The essential core of the app is more barebones - local first (using SwiftData), composed of 3 basic screens (create event, list events, view event), and built with whatever the default styling is. There’s no authentication, no complex data storage, no networking, no animations. These can be added later. I don’t even launch it in the App Store - it lives in the simulator or in TestFlight at most.

The second thing we can do is spend some time thinking of ways we can make working on our goal simpler, easier, and more fun to do. The more fun the better. We want to want working on it.

A good way to start making your goal simpler and easier is to systematise it - you are looking for small actionable steps that can be done continuously. For my example of learning iOS development, this might look like “After clocking out, spend 30 minutes working on my event planner project”. I work from home in the afternoons, and my day job is software development, so this fits neatly into my existing processes. I’m already sitting in front of my computer, and I’m already in the mindset for programming. It’s simple, easy, time boxed, and something I can do 5 days a week without much change.

Making things fun doesn’t need to be complicated. Grab some graph paper (or make some with a ruler), and create a rewards chart for your goal. Like earning that free 10th coffee from your local cafe, you can check off your progress. When you hit 10 successfully completed items, take yourself out for breakfast, buy a book you’ve been thinking about, or just have a bar of chocolate. Whatever the reward is, it should be something to look forward.

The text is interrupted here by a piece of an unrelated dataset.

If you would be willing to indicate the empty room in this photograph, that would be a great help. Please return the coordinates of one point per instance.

To account for the waxing and waning of life’s unpredictable nature, we can also make a list of the tasks/chores/other goals that we’re going to skip and sacrifice and do halfassed in pursuit of our goal. Making the decision on this load-shedding before life hits us with a bat is vital - you don’t want to be making this choice while in a time crunch and stressed

I experienced a great example of this just last week - my kitchen had gotten out of hand. I could have bludgeoned myself over my inability to keep things clean. Instead, I followed the plan. By emptying the dishwasher and stacking the clean stuff neatly on the island counter, and reloading the dishwasher I was able to tidy up the kitchen sufficiently to feel better. It wasn’t perfect - my cups and bowls were not put away. But having a neat stack of clean dishes in the open is head and shoulders better than having a landslide of dirty dishes and a dishwasher screaming to be unloaded.

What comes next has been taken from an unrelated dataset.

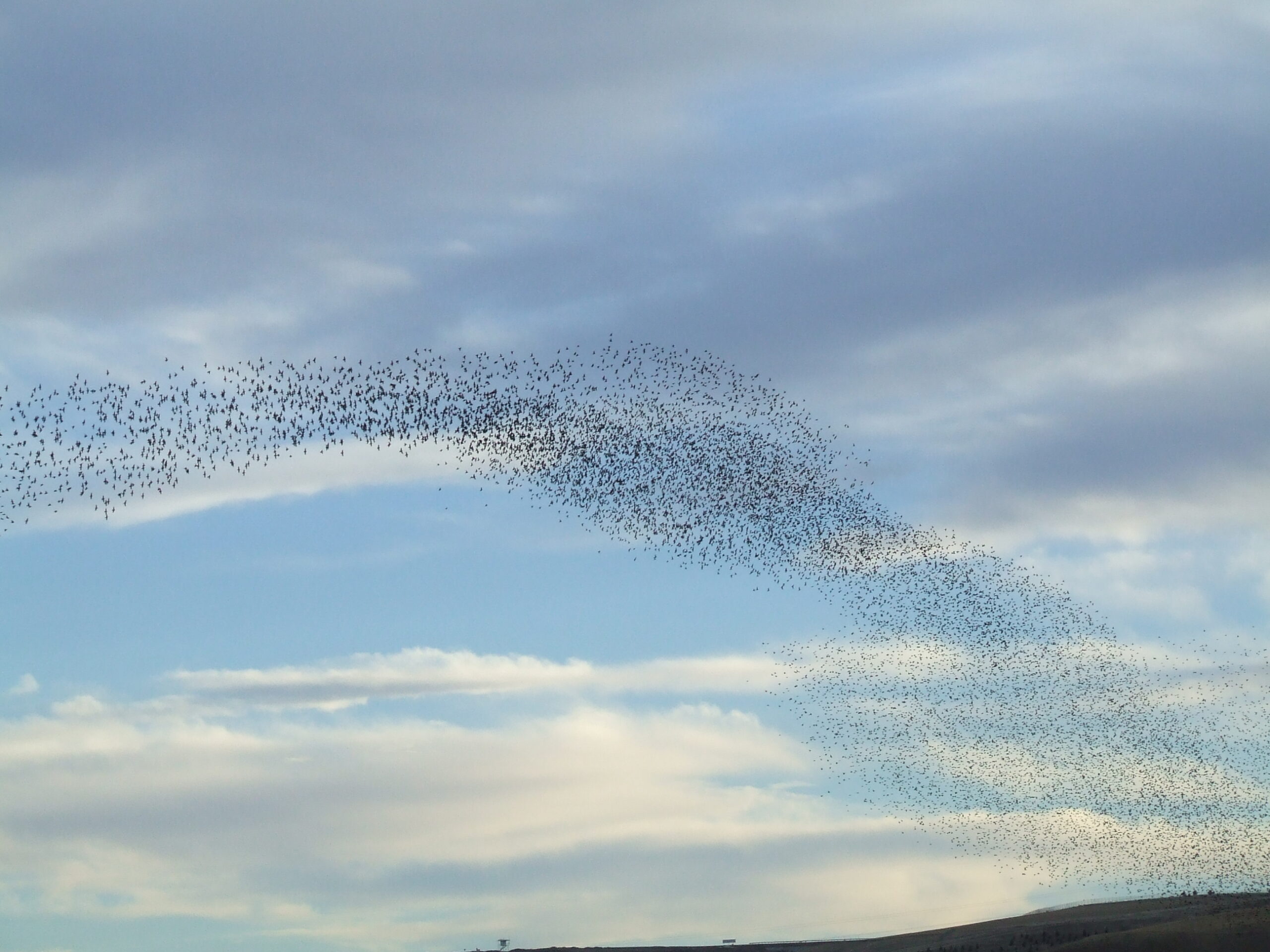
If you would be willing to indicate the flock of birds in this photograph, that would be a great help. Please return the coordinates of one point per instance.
(965, 692)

Momentum isn’t just physical, though. It’s mental, and for me it’s also emotional. I gain so much energy from staring at a bunch of colored-in checkboxes on the left side of a list, that I’ve been known to add things I’ve already done to a list, just to have more checkboxes that are dark than are empty. That sense of forward progress keeps me enthusiastically plugging away at rudimentary, monotonous tasks as well as huge projects that seem like they might never end – Adam Savage, on his use of lists and checkboxes

Finally, we can build up our motivation by tracking momentum. Adam Savage, in an article for Wired on his use of lists and checkboxes, relates how using a visual checkbox system helps him build mental momentum to keep going on a project. Seeing the completed work stack up on the page is a powerful antidote to the three horsemen of entropy. Using a pen and paper enables this by default, and most to-do apps have an option to keep completed tasks visible.

Concluding thoughts

In changing our view of our goals from a binary win/lose to being a system, we gain a fresh perspective. Failure is no longer a binary personal flaw, but a far distant possibility that only happens if we abandon the goal. As long as we keep adding energy to our goal systems, they stay alive and progress.

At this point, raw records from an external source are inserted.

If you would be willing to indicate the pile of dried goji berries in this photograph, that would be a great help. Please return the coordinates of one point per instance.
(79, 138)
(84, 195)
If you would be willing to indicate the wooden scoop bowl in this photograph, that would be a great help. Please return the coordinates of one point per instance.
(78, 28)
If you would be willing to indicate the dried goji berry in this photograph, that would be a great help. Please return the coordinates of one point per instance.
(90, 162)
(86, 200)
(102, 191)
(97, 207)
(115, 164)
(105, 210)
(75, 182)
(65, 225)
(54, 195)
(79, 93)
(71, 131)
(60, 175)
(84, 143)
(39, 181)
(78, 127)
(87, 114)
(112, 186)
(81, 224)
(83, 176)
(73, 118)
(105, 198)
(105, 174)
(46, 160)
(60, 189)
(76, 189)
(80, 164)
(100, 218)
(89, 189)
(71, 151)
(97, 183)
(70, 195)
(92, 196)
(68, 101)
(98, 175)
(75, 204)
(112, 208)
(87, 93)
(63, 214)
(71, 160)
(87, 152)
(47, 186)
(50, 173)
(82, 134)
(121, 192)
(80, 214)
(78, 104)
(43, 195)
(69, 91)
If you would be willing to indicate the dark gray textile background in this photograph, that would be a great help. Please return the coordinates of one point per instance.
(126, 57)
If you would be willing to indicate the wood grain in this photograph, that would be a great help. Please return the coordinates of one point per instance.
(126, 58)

One of the most useful elements of this change in perspective is that failure is not final. The system can always be restarted, and there’s still time for you to succeed and achieve the thing you set out towards. The opportunity needs only your effort (in whatever capacity you can give). It’s still waiting for you, no matter what you are pursuing.

There’s never a better time to re-energise whatever your goals are than right now. Figure out what the essential core is, make a load-shedding list, make it fun, track your momentum, and get after them.